Also, he only met her two months ago. They didn't start seeing each other outside class until last month, and he's been on travel for two weeks. My guess is that sex is coming soon and then he will be even more protective of this relationship. And he may not tell us about the sex.


----------



## staystrong (Sep 15, 2012)

Again, he doesn't view it as cheating if she's not having sex with her husband. 

The hang up here is the loveless marriage. Same with WW1 .. she separated from her H, so it was deemed a failure in my friend's eyes. 

I don't know what he wants with these kinds of women. I think he likes being the emotional crutch and go to guy. It's a source of validation for him.


----------



## GusPolinski (Jan 21, 2014)

staystrong said:


> The history is that H1 and her split, and H2 arrived on the scene to take care of her. Apparently she didn't love him but welcomed being rescued. If true, that in and of itself is poor character, and my friend acknowledges that. I don't think he's trying to hold anybody up to a standard of decency here.. he believes that their marriage is an insult to relationships in some way.
> 
> I'm not going to tell the BH. I don't know her or her last name. I would peek on FB if I did, though.
> 
> ...


He's rationalizing. It'd be an "arrangement" if -- and only if -- informed consent had been given by her husband; absent that, she's just cheating, and your friend is just another POSOM.



staystrong said:


> H2 loves WW, but she does not love him in that way and they haven't been intimate in years.


Blah blah blah.



staystrong said:


> *I tell him there will be fallout, but he minimizes it .. defensively, I might add.*
> 
> I kind of want to keep tabs on it and not provoke him. *I've called him out on it in front of others and he gets upset.*


Generally speaking, people get "defensive" only when attempting to defend an indefensible position. He knows that he's full of sh*t, hence the sh*tty attitude.



staystrong said:


> So I'm trying other approaches. Personally, I think he's lonely, not in a great place in his life, and this relationship is interesting for him.. he likes to talk/communicate with people, and she does that with him.


Nothing like a sex w/ a married woman to make a guy feel better about himself, eh?


----------



## GusPolinski (Jan 21, 2014)

staystrong said:


> Again, he doesn't view it as cheating if she's not having sex with her husband.
> 
> The hang up here is the loveless marriage. Same with WW1 .. she separated from her H, so it was deemed a failure in my friend's eyes.

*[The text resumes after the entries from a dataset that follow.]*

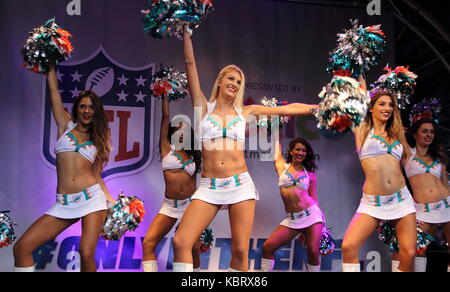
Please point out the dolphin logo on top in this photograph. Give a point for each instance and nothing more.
(126, 97)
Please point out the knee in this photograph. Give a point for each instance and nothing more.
(349, 247)
(313, 252)
(269, 248)
(240, 252)
(409, 252)
(179, 243)
(21, 248)
(149, 245)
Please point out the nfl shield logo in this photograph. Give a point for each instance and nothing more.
(128, 105)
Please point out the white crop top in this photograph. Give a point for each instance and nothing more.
(174, 161)
(416, 166)
(377, 146)
(211, 129)
(286, 179)
(69, 143)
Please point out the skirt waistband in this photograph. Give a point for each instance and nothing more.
(226, 183)
(429, 207)
(380, 201)
(82, 196)
(177, 203)
(302, 214)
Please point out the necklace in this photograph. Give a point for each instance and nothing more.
(86, 132)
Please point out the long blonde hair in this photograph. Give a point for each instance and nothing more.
(394, 126)
(239, 101)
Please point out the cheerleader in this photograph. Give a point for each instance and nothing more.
(427, 174)
(179, 168)
(381, 145)
(225, 181)
(82, 150)
(297, 182)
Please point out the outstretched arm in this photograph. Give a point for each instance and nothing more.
(292, 109)
(62, 117)
(197, 96)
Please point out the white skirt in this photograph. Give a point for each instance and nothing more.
(78, 205)
(391, 207)
(226, 191)
(174, 208)
(435, 213)
(304, 219)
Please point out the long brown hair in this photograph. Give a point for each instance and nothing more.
(394, 126)
(437, 149)
(98, 130)
(310, 159)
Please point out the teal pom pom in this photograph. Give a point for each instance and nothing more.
(166, 18)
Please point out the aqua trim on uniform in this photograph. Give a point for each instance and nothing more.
(213, 184)
(237, 180)
(389, 146)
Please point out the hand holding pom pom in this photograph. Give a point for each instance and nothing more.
(267, 122)
(400, 82)
(344, 105)
(48, 44)
(358, 50)
(169, 83)
(206, 239)
(125, 215)
(167, 18)
(7, 234)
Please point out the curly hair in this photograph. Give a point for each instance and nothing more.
(437, 148)
(394, 126)
(310, 159)
(98, 131)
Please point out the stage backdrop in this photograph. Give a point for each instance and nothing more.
(282, 48)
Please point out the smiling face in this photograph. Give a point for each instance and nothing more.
(85, 111)
(424, 135)
(383, 109)
(230, 84)
(298, 153)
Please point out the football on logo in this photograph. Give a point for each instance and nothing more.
(101, 81)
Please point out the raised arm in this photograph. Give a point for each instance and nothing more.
(312, 191)
(279, 161)
(62, 117)
(444, 176)
(197, 95)
(357, 130)
(164, 143)
(98, 167)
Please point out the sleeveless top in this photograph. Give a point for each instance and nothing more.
(69, 143)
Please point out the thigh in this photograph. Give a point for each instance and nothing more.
(281, 236)
(446, 231)
(429, 228)
(196, 218)
(160, 226)
(43, 230)
(359, 229)
(92, 226)
(241, 221)
(406, 229)
(313, 235)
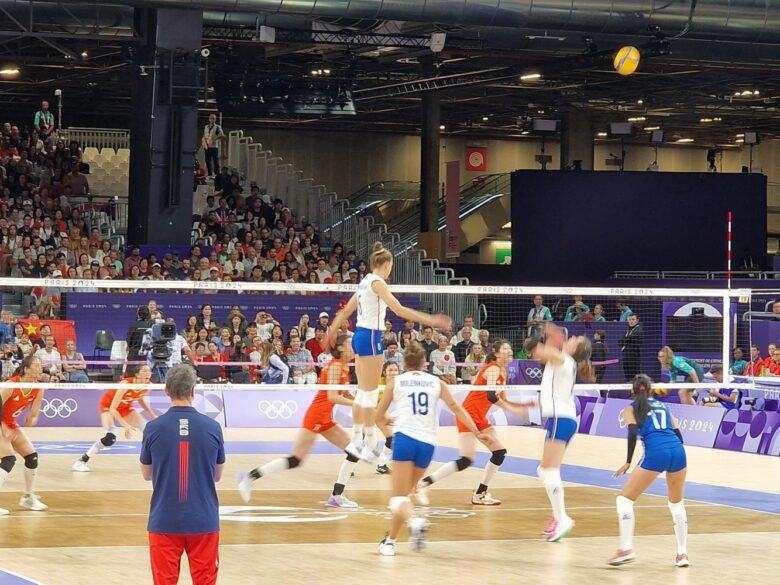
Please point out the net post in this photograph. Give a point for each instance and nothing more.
(726, 336)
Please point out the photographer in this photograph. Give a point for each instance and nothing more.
(163, 346)
(134, 338)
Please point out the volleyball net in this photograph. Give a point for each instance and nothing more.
(225, 325)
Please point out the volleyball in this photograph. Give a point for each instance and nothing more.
(626, 60)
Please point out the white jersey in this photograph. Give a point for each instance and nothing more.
(557, 395)
(416, 395)
(371, 309)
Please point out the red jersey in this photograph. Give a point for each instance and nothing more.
(477, 401)
(128, 398)
(17, 403)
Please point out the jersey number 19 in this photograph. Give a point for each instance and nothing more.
(659, 419)
(419, 403)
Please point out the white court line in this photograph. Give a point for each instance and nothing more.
(492, 510)
(428, 543)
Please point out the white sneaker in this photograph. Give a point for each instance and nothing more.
(563, 528)
(245, 486)
(341, 501)
(421, 493)
(32, 502)
(368, 455)
(484, 499)
(682, 561)
(418, 527)
(386, 549)
(80, 466)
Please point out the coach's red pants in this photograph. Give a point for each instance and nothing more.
(202, 551)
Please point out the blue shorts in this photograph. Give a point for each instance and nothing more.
(407, 449)
(662, 459)
(561, 429)
(367, 342)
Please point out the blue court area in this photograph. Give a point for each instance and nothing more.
(725, 496)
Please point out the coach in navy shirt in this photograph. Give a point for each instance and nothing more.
(183, 453)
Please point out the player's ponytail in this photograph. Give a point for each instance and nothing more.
(641, 388)
(581, 355)
(380, 256)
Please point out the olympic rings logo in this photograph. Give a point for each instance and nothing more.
(56, 407)
(274, 409)
(533, 372)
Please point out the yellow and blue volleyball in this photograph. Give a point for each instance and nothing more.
(626, 60)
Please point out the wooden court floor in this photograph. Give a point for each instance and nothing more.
(94, 531)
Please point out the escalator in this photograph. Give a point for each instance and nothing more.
(484, 210)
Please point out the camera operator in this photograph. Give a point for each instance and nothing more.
(163, 346)
(134, 338)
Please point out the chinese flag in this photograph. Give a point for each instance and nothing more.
(62, 330)
(476, 159)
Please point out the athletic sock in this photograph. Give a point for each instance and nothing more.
(680, 518)
(626, 521)
(554, 488)
(357, 434)
(344, 474)
(29, 481)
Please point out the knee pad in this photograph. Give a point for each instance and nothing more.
(397, 502)
(463, 463)
(497, 458)
(108, 440)
(625, 506)
(31, 461)
(7, 463)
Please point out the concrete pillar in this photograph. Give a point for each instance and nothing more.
(577, 139)
(164, 126)
(429, 162)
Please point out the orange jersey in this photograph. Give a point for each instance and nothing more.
(128, 398)
(17, 403)
(319, 416)
(477, 401)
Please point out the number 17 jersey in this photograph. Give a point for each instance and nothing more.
(657, 432)
(416, 395)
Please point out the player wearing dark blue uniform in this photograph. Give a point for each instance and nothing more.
(651, 421)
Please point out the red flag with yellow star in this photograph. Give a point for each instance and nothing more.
(62, 330)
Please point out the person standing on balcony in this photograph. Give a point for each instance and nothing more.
(212, 134)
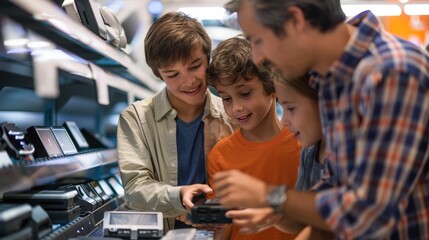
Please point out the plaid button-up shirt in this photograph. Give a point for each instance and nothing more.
(374, 104)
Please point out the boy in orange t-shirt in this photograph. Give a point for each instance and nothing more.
(261, 146)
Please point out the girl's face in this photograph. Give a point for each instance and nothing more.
(186, 82)
(300, 114)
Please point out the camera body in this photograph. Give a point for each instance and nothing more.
(209, 211)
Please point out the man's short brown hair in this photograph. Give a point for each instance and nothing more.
(174, 37)
(232, 61)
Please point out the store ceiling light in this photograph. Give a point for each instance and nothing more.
(416, 9)
(378, 9)
(207, 13)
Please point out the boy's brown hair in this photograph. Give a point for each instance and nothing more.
(232, 61)
(174, 37)
(302, 85)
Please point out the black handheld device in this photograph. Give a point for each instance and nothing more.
(208, 211)
(64, 141)
(44, 142)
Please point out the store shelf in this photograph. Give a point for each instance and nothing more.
(51, 22)
(73, 169)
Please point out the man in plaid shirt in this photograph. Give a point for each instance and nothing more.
(374, 102)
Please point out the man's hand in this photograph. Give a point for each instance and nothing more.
(254, 220)
(187, 193)
(238, 190)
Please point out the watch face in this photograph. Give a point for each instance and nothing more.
(277, 198)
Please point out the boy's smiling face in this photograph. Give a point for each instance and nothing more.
(246, 102)
(186, 82)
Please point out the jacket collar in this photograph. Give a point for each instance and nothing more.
(163, 107)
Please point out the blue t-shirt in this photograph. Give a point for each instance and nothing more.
(190, 150)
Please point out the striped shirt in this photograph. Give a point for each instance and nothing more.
(374, 104)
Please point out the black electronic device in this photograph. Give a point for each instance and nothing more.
(133, 224)
(188, 234)
(76, 135)
(208, 211)
(40, 221)
(64, 141)
(15, 142)
(13, 217)
(64, 216)
(44, 142)
(86, 12)
(48, 199)
(96, 186)
(90, 193)
(95, 140)
(86, 203)
(116, 186)
(106, 188)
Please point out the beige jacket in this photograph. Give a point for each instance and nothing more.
(147, 152)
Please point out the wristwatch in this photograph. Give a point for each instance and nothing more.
(277, 198)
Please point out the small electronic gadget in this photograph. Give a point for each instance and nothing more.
(13, 217)
(76, 135)
(182, 233)
(133, 224)
(116, 186)
(86, 12)
(208, 211)
(44, 142)
(64, 140)
(96, 186)
(48, 199)
(14, 141)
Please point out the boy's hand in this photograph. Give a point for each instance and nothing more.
(238, 190)
(187, 193)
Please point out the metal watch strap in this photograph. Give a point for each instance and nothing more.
(277, 198)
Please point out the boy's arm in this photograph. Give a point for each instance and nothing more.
(143, 189)
(237, 190)
(309, 233)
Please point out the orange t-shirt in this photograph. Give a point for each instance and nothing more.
(274, 162)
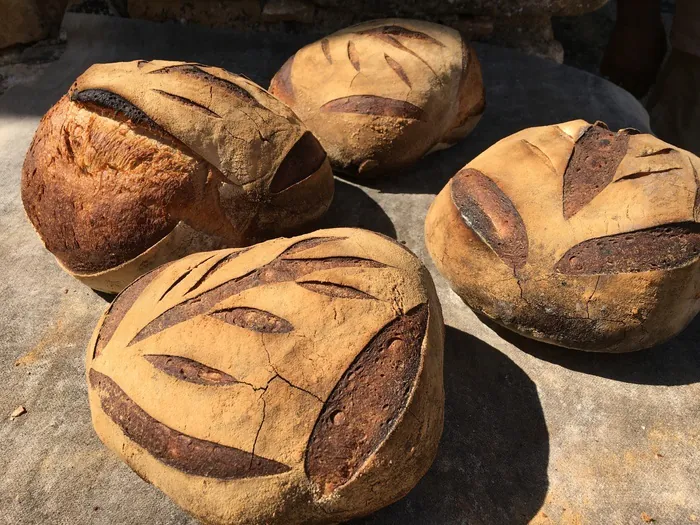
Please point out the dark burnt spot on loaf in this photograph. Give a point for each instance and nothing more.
(491, 215)
(281, 85)
(307, 244)
(187, 102)
(353, 56)
(121, 305)
(402, 32)
(374, 105)
(539, 322)
(398, 69)
(303, 160)
(189, 370)
(592, 165)
(658, 248)
(367, 402)
(108, 100)
(335, 290)
(279, 270)
(193, 71)
(188, 454)
(254, 320)
(326, 48)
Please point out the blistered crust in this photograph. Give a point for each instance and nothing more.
(318, 358)
(136, 149)
(575, 235)
(381, 94)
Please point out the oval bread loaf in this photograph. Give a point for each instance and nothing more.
(381, 94)
(297, 381)
(143, 162)
(575, 235)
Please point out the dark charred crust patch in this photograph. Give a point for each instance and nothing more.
(367, 402)
(326, 48)
(281, 85)
(189, 370)
(185, 453)
(254, 320)
(572, 332)
(374, 105)
(353, 55)
(121, 305)
(592, 166)
(659, 248)
(303, 160)
(193, 71)
(402, 32)
(108, 100)
(400, 72)
(307, 244)
(279, 270)
(187, 102)
(335, 290)
(492, 215)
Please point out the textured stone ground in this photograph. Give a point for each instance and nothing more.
(533, 433)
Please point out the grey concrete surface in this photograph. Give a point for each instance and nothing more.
(533, 433)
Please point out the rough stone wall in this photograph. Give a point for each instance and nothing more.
(522, 24)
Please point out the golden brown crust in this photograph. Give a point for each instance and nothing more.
(599, 248)
(136, 150)
(381, 94)
(278, 419)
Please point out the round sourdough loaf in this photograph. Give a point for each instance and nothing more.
(143, 162)
(575, 235)
(296, 381)
(382, 94)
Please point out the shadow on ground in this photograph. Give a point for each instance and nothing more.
(353, 208)
(675, 362)
(492, 463)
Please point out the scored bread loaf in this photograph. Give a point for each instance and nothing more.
(296, 381)
(143, 162)
(381, 94)
(575, 235)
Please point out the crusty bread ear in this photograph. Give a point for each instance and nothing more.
(143, 162)
(381, 94)
(295, 381)
(575, 235)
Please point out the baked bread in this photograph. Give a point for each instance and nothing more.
(381, 94)
(143, 162)
(575, 235)
(297, 381)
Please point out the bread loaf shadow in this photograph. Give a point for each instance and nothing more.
(491, 466)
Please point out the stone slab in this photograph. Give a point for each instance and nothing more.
(533, 433)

OK... then why not encourage her to (a) reveal the affair to her husband and (b) leave him...?



staystrong said:


> I don't know what he wants with these kinds of women.


LOL. I'm pretty sure I know.



staystrong said:


> I think he likes being the emotional crutch and go to guy. It's a source of validation for him.


Beta orbiter.


----------



## Welsh15 (Feb 24, 2014)

He is a selfish POS plain and simple. His actions show him to be of low moral character. He should be a man and tell her that if and when she tells her husband and moves out then he will have a relationship with her. Otherwise get the h*LL away from the marriage. Everyone should know the truth then and its all above board. He can then take on the role of surrogate father to her kids too, see if he loves all of that. I look forward to him loving being in the middle of the divorce process. Jeez.


----------



## GusPolinski (Jan 21, 2014)

Welsh15 said:


> He is a selfish POS plain and simple. He should be a man and tell her when she tells her husband and moves out then he will have a relationship with her. Everyone knows the truth then and its all above board. He can then take on the role of surrogate father to her kids too, see if he loves all of that. I look forward to him loving being in the middle of the divorce process


Word. If he wants the juice, let him squeeze it for himself.


----------



## GusPolinski (Jan 21, 2014)

MattMatt said:


> Or he fell in love?
> 
> Which is how I met my wife, 26 years ago.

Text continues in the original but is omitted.